When Ms. Su, the News Feed engineer, was asked if she believed research finding that more Facebook usage correlates with more violence, she replied, “I don’t think so.”
“As we have greater reach, as we have more people engaging, that raises the stakes,” she said. “But I also think that there’s greater opportunity for people to be exposed to new ideas.”
Still, even some executives hesitate when asked whether the company has found the right formula.
Richard Allan, a London-based vice president who is also a sitting member of the House of Lords, said a better model might be “some partnership arrangement” with “government involved in setting the standards,” even if not all governments can be trusted with this power.
Mr. Fishman, the Facebook terrorism expert, said the company should consider deferring more decisions to moderators, who may better understand the nuances of local culture and politics.
But at company headquarters, the most fundamental questions of all remain unanswered: What sorts of content lead directly to violence?
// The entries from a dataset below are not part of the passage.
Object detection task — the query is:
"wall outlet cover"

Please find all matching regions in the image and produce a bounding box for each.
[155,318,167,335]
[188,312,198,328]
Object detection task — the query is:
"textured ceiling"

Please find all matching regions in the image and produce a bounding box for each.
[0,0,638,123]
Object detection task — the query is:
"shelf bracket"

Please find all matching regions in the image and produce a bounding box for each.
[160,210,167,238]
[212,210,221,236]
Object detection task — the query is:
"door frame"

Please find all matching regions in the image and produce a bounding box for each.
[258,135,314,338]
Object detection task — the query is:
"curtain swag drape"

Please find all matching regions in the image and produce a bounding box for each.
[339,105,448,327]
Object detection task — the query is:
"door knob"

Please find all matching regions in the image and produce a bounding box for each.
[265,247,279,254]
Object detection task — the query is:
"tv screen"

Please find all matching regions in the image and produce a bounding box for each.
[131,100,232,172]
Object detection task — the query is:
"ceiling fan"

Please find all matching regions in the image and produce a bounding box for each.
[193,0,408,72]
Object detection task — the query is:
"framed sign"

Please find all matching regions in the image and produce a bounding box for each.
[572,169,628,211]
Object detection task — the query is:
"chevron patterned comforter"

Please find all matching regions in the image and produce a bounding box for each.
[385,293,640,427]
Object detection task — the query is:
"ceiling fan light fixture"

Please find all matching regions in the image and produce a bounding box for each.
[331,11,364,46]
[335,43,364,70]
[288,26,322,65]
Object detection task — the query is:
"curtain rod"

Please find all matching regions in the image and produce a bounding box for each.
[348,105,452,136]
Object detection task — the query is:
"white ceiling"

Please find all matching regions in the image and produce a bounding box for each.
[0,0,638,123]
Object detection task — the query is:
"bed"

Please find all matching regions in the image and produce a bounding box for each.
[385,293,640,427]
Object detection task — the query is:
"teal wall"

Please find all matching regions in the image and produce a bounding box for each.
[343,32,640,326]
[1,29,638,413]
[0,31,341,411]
When does the platform exacerbate social tensions?
Rosa Birch, who leads an internal crisis team, said she and her colleagues had been posing these questions for years. They are making progress, she said, but will probably never have definitive answers.
But without a full understanding of the platform’s impact, most policies are just ad hoc responses to problems as they emerge. Employees make a tweak, wait to see what happens, then tweak again — as if repairing an airplane midflight.
In the meantime, the company continues to expand its reach to more users in more countries.
“One of the reasons why it’s hard to talk about,” Mr. Fishman said, “is because there is a lack of societal agreement on where this sort of authority should lie.”
But, he said, “it’s harder to figure out what a better alternative is.”